Home Health Care How Payers Expect the IRA to Financially Impact Medicare Part D Plans

How Payers Expect the IRA to Financially Impact Medicare Part D Plans

by Universalwellnesssystems

Most payers believe implementation of the Inflation Control Act (IRA) will have a financial impact on Medicare Part D plans, according to a poster presented at AMCP Nexus 2023.

Researchers found that IRAs contain multiple policy provisions related to Medicare Part D benefit design and drug pricing, such as caps on beneficiary out-of-pocket costs, which shift costs from the government and beneficiaries to manufacturers. and manufacturers, which would impact U.S. health care payers. Part D Planning. They need insight into how U.S. payers plan to respond to these Part D policies to predict how the introduction of IRAs will impact patient access and affordability. explained that it is necessary.

As a result, researchers evaluated payer perceptions of IRAs and their potential impact on Medicare Part D plans.

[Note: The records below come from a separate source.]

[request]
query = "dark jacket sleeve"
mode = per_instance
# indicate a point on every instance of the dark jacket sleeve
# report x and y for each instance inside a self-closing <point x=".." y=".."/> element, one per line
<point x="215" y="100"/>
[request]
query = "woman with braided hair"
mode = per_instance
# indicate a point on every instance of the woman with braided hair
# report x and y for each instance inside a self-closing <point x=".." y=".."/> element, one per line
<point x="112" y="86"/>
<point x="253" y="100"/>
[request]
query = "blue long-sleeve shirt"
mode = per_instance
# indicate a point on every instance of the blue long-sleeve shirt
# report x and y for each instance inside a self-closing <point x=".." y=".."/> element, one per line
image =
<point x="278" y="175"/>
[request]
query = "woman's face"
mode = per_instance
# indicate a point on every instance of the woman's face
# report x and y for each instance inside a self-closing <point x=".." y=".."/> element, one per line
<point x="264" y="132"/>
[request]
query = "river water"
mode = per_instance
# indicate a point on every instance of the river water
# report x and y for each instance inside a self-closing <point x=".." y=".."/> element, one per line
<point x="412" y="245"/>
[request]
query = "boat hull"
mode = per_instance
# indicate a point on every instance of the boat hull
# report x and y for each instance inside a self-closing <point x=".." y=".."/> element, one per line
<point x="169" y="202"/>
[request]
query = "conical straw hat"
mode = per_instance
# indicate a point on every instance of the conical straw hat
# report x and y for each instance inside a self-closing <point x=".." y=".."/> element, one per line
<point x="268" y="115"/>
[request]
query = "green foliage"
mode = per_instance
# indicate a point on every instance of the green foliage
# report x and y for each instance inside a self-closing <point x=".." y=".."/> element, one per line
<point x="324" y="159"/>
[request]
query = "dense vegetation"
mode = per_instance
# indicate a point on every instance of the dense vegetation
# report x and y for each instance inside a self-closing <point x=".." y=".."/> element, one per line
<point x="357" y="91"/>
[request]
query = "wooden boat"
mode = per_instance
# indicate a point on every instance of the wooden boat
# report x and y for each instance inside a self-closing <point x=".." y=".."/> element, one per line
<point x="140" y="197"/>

The double-blind, web-based survey was distributed to U.S. health insurance payers between February 23, 2023 and March 7, 2023 using Cencora’s managed care network. These are care executives, medical directors, pharmacy directors, and other people with extensive managed care experience who represent more than 310 million insured lives in the United States. ”

The survey received 50 responses, with 66% of respondents being pharmacy managers, 32% medical directors, and 2% contract managers or directors.

Medicare Part D

Image credit: Driftwood – Stock. adobe.com

The survey found that 44% (n = 22) expect an IRA to have a negative financial impact on their Part D plan, and 34% (n = 17) expect a relatively limited financial impact. got it. Meanwhile, 10% (n = 5) of payers surveyed believe the change will have a positive financial impact, while 18% (n = 9) are unsure about the impact. Additionally, 20% (n = 10) believe that the policy change will reduce the number of Part D plans their respective organizations offer, while 8% (n = 4) believe that the policy change will reduce the number of Part D plans they offer. We believe that the number of plans will increase.

The researchers also found that payers expect their formularies to be narrower due to the IRA Part D changes, with most payers expecting formulary widths to be slightly narrower (52%) compared to the current design. ) or significantly (24%) indicated that they expected it to be narrower. Conversely, 20% expect a relatively similar prescription range.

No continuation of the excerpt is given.